What is a Content Delivery Network or CDN?

Imagine you're building the next big video streaming service - something like YouTube or Netflix. You've got all these amazing videos that people want to watch, and you're storing them safely in a cloud storage service like Amazon S3. Sounds great so far, right?

But here's where things get tricky. Let's say you have a user in India who wants to watch their favorite cat video. If your video is stored in a data center in the US, that video has to travel halfway across the world before it reaches their screen.

When videos have to travel such long distances, a few annoying things might happen.

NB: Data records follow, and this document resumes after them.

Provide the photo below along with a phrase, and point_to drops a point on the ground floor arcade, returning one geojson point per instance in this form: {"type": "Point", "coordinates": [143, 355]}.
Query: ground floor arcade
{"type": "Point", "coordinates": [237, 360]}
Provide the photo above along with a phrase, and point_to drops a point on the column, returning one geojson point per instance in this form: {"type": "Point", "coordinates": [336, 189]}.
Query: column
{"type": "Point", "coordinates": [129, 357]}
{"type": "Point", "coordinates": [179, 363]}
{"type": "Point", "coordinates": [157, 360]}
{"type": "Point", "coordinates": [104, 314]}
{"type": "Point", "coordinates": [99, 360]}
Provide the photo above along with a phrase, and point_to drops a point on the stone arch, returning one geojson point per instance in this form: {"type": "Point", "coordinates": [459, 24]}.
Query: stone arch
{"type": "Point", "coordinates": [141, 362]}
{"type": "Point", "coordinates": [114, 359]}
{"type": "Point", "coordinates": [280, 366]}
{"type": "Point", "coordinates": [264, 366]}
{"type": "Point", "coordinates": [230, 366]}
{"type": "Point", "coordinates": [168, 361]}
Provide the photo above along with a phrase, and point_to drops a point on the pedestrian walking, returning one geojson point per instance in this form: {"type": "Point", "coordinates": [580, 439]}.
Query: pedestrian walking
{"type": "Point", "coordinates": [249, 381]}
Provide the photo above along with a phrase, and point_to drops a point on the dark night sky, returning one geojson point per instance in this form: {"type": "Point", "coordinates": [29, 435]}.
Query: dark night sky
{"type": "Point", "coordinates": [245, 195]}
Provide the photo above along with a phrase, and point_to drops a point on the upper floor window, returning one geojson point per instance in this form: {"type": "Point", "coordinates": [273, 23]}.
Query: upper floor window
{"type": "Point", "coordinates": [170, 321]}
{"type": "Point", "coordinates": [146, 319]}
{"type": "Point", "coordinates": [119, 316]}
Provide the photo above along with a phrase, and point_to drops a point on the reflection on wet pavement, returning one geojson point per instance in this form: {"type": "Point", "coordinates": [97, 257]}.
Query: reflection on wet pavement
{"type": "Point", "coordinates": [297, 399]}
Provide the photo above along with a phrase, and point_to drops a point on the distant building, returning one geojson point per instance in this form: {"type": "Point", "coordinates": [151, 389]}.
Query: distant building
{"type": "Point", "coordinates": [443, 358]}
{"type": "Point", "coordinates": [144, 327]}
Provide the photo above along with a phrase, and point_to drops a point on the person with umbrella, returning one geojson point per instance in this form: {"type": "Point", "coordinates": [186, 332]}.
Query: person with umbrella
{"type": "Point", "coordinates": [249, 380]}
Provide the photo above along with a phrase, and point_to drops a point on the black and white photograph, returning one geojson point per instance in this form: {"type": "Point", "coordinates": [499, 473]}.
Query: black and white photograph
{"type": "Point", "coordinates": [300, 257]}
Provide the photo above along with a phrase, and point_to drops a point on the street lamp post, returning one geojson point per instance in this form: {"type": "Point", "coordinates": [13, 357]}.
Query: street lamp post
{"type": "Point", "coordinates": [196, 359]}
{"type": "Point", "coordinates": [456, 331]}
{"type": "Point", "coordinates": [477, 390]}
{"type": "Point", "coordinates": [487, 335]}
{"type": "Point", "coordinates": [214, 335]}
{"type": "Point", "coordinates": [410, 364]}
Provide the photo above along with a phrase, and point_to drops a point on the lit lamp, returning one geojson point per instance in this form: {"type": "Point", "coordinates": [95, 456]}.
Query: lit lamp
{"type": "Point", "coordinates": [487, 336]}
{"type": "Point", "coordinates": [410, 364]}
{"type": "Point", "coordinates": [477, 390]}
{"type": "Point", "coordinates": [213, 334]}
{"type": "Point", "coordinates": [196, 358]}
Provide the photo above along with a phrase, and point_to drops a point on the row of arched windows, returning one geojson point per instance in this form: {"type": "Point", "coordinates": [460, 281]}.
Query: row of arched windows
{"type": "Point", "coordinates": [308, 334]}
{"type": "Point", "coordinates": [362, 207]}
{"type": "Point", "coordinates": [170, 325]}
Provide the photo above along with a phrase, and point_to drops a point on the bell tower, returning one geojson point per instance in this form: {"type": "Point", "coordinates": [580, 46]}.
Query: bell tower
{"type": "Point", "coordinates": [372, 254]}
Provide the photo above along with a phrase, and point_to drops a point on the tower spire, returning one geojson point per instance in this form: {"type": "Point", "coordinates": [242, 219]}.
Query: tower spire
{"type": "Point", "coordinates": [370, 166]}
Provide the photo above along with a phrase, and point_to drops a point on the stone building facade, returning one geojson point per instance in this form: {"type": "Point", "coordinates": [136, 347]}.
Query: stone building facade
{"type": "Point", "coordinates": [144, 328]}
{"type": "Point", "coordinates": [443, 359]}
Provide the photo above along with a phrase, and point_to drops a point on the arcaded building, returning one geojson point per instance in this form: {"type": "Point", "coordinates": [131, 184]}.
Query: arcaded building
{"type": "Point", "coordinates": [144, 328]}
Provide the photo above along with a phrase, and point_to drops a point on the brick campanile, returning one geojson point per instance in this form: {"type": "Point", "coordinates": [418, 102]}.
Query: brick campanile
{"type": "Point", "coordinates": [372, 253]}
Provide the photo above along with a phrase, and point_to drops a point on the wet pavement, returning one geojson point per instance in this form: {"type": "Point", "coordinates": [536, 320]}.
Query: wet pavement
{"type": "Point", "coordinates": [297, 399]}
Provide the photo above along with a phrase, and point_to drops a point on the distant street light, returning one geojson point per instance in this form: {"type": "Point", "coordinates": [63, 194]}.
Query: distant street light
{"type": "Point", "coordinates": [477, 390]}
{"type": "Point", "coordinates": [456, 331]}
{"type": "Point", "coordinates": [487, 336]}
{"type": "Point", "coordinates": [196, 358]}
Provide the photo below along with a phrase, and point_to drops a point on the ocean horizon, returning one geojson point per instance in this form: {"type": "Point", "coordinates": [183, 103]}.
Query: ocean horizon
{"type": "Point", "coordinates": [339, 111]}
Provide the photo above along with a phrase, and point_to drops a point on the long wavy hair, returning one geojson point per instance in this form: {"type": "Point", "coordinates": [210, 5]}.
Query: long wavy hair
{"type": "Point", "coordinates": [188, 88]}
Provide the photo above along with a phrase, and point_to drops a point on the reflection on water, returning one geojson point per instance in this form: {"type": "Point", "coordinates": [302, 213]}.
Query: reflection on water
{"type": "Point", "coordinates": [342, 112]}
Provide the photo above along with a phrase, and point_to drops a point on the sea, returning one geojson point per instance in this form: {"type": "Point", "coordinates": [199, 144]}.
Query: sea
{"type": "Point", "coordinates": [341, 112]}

First, there's the waiting. You click play, and the video takes forever to start. Then comes the dreaded buffering - you know, that spinning circle that shows up right at the most exciting part of the video? This happens because the video data has to hop through multiple networks and cross oceans before reaching your device.

This is where CDNs (Content Delivery Networks) come to the rescue. Instead of having just one central storage location, CDNs maintain multiple copies of your content in different locations called "edge servers".

Now, when our friend in India wants to watch that cat video, they don't have to reach all the way to the US. Instead, they get the video from a nearby CDN server in Asia, maybe from Singapore or Bangalore.

CDNs don't store every single video at every location - that would be expensive and inefficient. Instead, they learn what content is popular in different regions and store it accordingly. If a particular video becomes viral in India, the CDN automatically ensures that multiple copies are available in servers across India.